E cosa facciamo di quelli che restano, di quelli che avanzano? Gli
apolidi, i senza patria, i rifugiati. Esseri contaminati principalmente dalla
povertà. Infatti non è lo straniero di per sé, non è il migrante in quanto tale
che rifiutiamo. Se il suo portafogli gli permette di non intaccare i nostri
privilegi siamo disposti a chiudere un occhio sulle tanto esecrate diversità
culturali. È che oggi esiste uno
straniero più straniero di altri, il povero che abbiamo creato e che ora bussa
alla porta.
Esseri contagiosi, indesiderabili, scomodi, per cui alcun posto è previsto
nell'ordine mondiale così come oggi è pensato. Ed è proprio a partire dalle
categorie di pensiero che bisogna agire, dal significato dei termini che usiamo
e come li usiamo. Dal nostro rifiuto non solo di trovare ma proprio di cercare
le cause prime degli eventi. Di assumerci ognuno la nostra propria quota di
responsabilità. Smettere di comportarci come se la povertà fosse una catastrofe naturale
inevitabile di cui nessuno è responsabile.

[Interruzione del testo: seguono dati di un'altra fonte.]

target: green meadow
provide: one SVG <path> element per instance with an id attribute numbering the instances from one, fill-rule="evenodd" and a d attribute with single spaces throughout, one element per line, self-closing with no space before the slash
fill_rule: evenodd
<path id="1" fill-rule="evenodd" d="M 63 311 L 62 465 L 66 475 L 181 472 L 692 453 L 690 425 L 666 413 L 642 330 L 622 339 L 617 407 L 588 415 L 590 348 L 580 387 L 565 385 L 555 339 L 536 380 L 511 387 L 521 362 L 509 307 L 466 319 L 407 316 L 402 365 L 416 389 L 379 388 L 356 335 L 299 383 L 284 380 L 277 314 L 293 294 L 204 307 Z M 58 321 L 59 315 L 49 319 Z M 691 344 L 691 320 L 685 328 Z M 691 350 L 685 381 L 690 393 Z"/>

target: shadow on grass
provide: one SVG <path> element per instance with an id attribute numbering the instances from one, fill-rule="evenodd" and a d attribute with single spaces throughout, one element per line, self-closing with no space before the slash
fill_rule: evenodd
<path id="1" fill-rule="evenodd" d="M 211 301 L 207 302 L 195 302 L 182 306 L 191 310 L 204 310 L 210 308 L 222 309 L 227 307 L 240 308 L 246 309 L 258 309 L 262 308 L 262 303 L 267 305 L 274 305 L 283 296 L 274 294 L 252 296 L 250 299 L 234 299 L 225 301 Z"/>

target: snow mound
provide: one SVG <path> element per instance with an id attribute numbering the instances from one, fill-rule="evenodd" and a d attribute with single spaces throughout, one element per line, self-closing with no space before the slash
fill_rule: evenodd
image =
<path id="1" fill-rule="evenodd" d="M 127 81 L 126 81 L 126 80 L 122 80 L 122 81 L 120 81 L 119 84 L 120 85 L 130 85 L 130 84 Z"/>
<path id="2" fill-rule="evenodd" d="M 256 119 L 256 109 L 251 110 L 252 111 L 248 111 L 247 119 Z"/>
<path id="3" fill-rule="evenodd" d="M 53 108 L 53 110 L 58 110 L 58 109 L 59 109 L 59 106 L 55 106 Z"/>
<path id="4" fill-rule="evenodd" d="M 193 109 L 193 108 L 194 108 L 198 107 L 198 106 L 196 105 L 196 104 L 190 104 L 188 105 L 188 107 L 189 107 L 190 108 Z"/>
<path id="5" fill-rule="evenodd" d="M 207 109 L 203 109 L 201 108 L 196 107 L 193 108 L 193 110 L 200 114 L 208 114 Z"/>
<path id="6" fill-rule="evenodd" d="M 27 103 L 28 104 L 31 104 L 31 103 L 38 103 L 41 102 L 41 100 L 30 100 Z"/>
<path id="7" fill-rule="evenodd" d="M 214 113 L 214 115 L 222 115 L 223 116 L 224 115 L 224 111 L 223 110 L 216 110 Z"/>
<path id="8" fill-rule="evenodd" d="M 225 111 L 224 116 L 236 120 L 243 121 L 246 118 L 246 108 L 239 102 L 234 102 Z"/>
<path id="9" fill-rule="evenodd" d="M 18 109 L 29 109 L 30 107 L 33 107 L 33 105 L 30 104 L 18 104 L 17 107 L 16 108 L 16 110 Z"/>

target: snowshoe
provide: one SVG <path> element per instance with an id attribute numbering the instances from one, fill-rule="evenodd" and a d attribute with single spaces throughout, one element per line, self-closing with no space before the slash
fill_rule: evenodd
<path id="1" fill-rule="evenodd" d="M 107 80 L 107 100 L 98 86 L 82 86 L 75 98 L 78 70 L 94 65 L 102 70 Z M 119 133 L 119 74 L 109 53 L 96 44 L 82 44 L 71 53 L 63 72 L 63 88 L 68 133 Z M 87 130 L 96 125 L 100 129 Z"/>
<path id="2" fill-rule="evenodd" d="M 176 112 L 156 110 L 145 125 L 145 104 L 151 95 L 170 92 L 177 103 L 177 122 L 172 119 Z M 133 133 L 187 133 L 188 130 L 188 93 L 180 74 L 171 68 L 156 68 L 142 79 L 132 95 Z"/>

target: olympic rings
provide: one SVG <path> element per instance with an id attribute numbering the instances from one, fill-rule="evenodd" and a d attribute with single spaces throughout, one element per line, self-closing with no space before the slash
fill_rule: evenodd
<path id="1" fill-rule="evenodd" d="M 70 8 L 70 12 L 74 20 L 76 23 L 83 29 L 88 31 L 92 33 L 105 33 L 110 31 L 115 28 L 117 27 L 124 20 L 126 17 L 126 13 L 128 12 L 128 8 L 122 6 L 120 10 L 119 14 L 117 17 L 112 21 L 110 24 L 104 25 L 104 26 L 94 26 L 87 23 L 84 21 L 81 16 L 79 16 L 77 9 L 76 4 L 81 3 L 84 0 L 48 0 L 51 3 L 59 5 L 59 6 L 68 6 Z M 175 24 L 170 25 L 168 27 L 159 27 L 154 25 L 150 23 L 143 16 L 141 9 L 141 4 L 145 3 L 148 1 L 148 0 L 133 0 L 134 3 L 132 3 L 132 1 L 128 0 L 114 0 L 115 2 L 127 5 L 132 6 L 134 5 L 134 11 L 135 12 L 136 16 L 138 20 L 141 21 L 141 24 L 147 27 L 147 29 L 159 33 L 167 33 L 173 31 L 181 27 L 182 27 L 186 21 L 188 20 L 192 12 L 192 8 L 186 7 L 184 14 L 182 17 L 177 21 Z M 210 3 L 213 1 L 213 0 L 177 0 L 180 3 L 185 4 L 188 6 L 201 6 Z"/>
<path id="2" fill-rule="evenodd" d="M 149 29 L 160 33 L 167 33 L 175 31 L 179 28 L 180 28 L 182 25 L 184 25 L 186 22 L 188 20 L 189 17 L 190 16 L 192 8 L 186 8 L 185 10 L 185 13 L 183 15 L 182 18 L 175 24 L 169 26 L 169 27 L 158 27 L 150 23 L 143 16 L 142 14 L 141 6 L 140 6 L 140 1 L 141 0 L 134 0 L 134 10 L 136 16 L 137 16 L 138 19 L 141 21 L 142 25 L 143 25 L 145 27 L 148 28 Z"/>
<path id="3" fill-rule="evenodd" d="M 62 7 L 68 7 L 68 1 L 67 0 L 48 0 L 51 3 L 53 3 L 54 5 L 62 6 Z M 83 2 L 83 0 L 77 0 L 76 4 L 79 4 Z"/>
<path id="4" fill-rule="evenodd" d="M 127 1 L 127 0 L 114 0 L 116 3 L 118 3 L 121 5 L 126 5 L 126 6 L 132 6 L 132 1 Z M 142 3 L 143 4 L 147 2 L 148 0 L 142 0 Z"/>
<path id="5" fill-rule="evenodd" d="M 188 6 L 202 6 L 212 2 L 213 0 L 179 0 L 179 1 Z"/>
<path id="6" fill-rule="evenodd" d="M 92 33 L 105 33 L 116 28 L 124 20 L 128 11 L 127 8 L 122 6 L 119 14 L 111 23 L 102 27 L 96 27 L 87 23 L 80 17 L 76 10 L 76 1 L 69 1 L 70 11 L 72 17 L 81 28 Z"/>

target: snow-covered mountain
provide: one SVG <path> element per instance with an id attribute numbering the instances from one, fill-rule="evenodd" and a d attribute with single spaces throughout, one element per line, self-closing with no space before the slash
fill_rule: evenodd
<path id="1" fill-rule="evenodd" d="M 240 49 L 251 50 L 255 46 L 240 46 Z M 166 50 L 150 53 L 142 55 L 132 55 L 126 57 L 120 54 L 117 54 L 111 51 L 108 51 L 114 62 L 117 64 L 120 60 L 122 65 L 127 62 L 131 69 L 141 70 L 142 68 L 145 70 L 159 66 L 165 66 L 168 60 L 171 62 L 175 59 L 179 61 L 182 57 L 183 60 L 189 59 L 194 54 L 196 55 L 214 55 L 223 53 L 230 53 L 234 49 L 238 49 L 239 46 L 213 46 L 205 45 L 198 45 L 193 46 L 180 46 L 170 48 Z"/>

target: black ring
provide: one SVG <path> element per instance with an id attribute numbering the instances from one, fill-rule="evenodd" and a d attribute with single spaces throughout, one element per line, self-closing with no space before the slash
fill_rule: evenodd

Invece, in questo mondo diasporizzato in cui sono saltati confini
geopolitici e concettuali, ci si ostina a decontestualizzare gli accadimenti
anziché vedere gli obblighi conseguenti
alle sempre più strette interdipendenze e connessioni planetarie. Siamo di
fronte a una frammentazione delle responsabilità per la quale l’essere
inconsapevoli, il non vedere gli effetti negativi delle proprie singole azioni,
non rende innocenti. Non ci si può più esimere. Non è più il tempo di accampare
giustificazioni.
E poi basta con questa pretestuosa distinzione tra profughi e migranti,
come se la guerra civile mondiale in corso si facesse solo con le bombe.
La cittadinanza dev'essere giuridica e avulsa dall'origo. Perché,
domando, una comunità deve essere retta da una discendenza genetico
territoriale? E non invece dalla partecipazione politica di cittadini che
esercitano i propri diritti e ottemperano ai propri doveri all'interno di una
compagine sociale cosmopolita?
È il momento per un autentico nuovo ordine mondiale, per nuove forme
politiche ancora inimmaginabili ai più. L’ottenimento dello Jus migrandi
richiederà una lotta simile a quella combattuta per l’abolizione della schiavitù (che
peraltro sussiste) e sarà il punto di partenza per un cambiamento socio
politico dovuto, tanto inevitabile quanto auspicabile, in cui saranno
giustamente preservate le identità culturali e linguistiche, ma nel quale per i grandi
temi, la salute, la preservazione dell’ambiente, il lavoro, la giustizia, la
tassazione e il welfare, dovrà esistere una governance planetaria del tutto
indipendente dal potere finanziario e da interessi particolari.